4. Build an education infrastructure through opportunities to engage youth and adults about coastal Louisiana issues.
5. Develop funding opportunities to support the campaign and long-term restoration activities.

==Awareness events==
The America's WETLAND Foundation included a variety of organizations, brands, and awareness events. Some of their annual awareness events included "Storm Warnings", and "Keep Your Eye on The Prize". The annual Storm Warnings event occurs around the start of each hurricane season (end of May) and is designed to help focus national attention on the importance of Louisiana's coast and the wetlands' role as a natural hurricane buffer.

"Storm Warnings IV: Last Stand for America's Wetland" took place May 30–31, 2009, and included a large free concert in New Orleans. This will be followed the next day by flotillas of watercraft rendezvousing at the Houma Downtown Marina where they will point reflectors to the sun, to be photographed by satellite to illustrate how the land below the line will be lost if nothing is done to restore Louisiana's eroding coast.

"Keep Your Eye On The Prize" is a two-month-long photo, art and poetry contest for Louisiana students in fourth through twelfth grade. The contest usually asks students to capture the importance or beauty of the wetlands through one of the above mediums. The nine first-place winners (three age divisions for each category) receive a $500 grant for their school to conduct a conservation project, usually in conjunction with the America's WETLAND Conservation Corps.

The "Estuarians" are an animated superhero conservation action team designed to help kids learn about the importance of the wetlands. They are also mascots who have been to multiple events including Mardi Gras, National Wetlands Research Center, and Ocean Commotion .

The America's WETLAND Foundation also helped sponsor and develop a comprehensive series of birding trails throughout the state of Louisiana in conjunction with Lieutenant Governor Mitch Landrieu. America's Wetland Birding Trail now consists of 264 sites on 26 loops and 10 scenic pathways statewide. Many of these sites are located in rural settings near rivers, deltas, open meadows, lagoons and in several pine and hardwood forests. The paths follow interstate, state and federal highways around the state as individual loops stand together as one tourist attraction within the transportation network of Louisiana.

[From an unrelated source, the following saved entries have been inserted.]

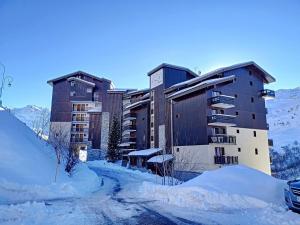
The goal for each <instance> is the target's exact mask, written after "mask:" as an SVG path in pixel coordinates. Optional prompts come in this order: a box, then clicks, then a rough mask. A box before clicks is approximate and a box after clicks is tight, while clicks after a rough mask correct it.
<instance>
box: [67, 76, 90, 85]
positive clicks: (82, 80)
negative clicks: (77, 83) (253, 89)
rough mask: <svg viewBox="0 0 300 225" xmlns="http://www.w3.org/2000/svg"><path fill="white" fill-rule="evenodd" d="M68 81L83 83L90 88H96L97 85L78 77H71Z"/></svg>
mask: <svg viewBox="0 0 300 225" xmlns="http://www.w3.org/2000/svg"><path fill="white" fill-rule="evenodd" d="M67 80H68V81H72V80H75V81H79V82H81V83H85V84H87V85H90V86H93V87H95V84H94V83H92V82H89V81H86V80H83V79H80V78H78V77H69V78H68V79H67Z"/></svg>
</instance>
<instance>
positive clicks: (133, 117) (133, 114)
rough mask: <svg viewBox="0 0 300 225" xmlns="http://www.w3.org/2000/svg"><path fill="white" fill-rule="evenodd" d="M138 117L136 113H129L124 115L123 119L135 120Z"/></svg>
mask: <svg viewBox="0 0 300 225" xmlns="http://www.w3.org/2000/svg"><path fill="white" fill-rule="evenodd" d="M135 119H136V113H127V114H125V115H124V116H123V120H124V121H127V120H135Z"/></svg>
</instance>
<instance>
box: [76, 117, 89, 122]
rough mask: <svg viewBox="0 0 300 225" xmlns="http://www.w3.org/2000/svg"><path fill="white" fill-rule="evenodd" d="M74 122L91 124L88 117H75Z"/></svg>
mask: <svg viewBox="0 0 300 225" xmlns="http://www.w3.org/2000/svg"><path fill="white" fill-rule="evenodd" d="M72 122H89V118H87V117H73V118H72Z"/></svg>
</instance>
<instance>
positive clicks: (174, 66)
mask: <svg viewBox="0 0 300 225" xmlns="http://www.w3.org/2000/svg"><path fill="white" fill-rule="evenodd" d="M164 67H167V68H171V69H176V70H183V71H185V72H188V73H190V74H191V75H193V76H194V77H198V74H196V73H195V72H193V71H191V70H190V69H188V68H186V67H182V66H176V65H172V64H168V63H162V64H160V65H159V66H157V67H155V68H154V69H152V70H150V71H149V72H148V73H147V75H148V76H150V75H151V74H153V73H155V72H156V71H158V70H160V69H161V68H164Z"/></svg>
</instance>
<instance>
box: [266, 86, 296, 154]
mask: <svg viewBox="0 0 300 225" xmlns="http://www.w3.org/2000/svg"><path fill="white" fill-rule="evenodd" d="M267 108H268V123H269V126H270V130H269V132H270V133H269V135H270V137H271V138H272V139H273V141H274V150H275V151H277V152H282V147H283V146H287V145H292V144H293V143H294V142H295V141H298V142H300V87H298V88H294V89H281V90H278V91H276V98H275V99H273V100H268V101H267Z"/></svg>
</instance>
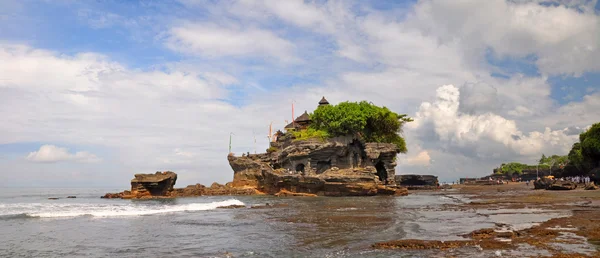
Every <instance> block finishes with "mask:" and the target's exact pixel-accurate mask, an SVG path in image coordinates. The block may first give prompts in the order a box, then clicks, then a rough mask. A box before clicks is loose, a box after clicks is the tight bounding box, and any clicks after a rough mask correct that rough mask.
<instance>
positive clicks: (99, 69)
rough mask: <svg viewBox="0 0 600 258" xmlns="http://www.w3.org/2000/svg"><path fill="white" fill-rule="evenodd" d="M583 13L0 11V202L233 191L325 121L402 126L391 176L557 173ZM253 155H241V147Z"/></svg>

AWF also produced brochures, public service announcements, and documentaries.

==Related organizations==
AWF sponsored educational and restoration programs, such as the America's WETLAND Conservation Corps, which was a partnership between the America's WETLAND Foundation and the Louisiana State University AgCenter. This AmeriCorps program, operating in conjunction with LSU AgCenter, placed members at sites throughout Louisiana to coordinate hands-on coastal restoration projects that include vegetative plantings, restorative interventions, community wide cleanups, and hands-on education projects for volunteers and communities in an effort to promote stewardship and conservation, raising public awareness of the negative impact that the erosion of Louisiana's wetlands has on the state, national and worldwide ecosystems.

An AWF related organization, "Women of the Storm", (WOS) was created following Hurricanes Katrina and Rita. The WOS is composed of 140 New Orleans area volunteers who advocate for members of Congress to visit hurricane-damaged areas. As of January 2009, their efforts have resulted in 57 Senators and 147 Representatives witnessing damaged areas first hand.

America's Energy Coast is an AWF related organization which joins the Gulf Coast energy producing states of Louisiana, Mississippi, Alabama, and Texas together to develop common solutions to ensure a sustainable coastal environment and the inextricably linked activities critical to the nation's energy and economic security. Its "Accord for a New Sustainability For America's Energy Coast" is a living framework of shared principles where its disparate member groups have come to consensus. The group claims its format "will yield technology and solutions best practices, and policy recommendations at all levels of government."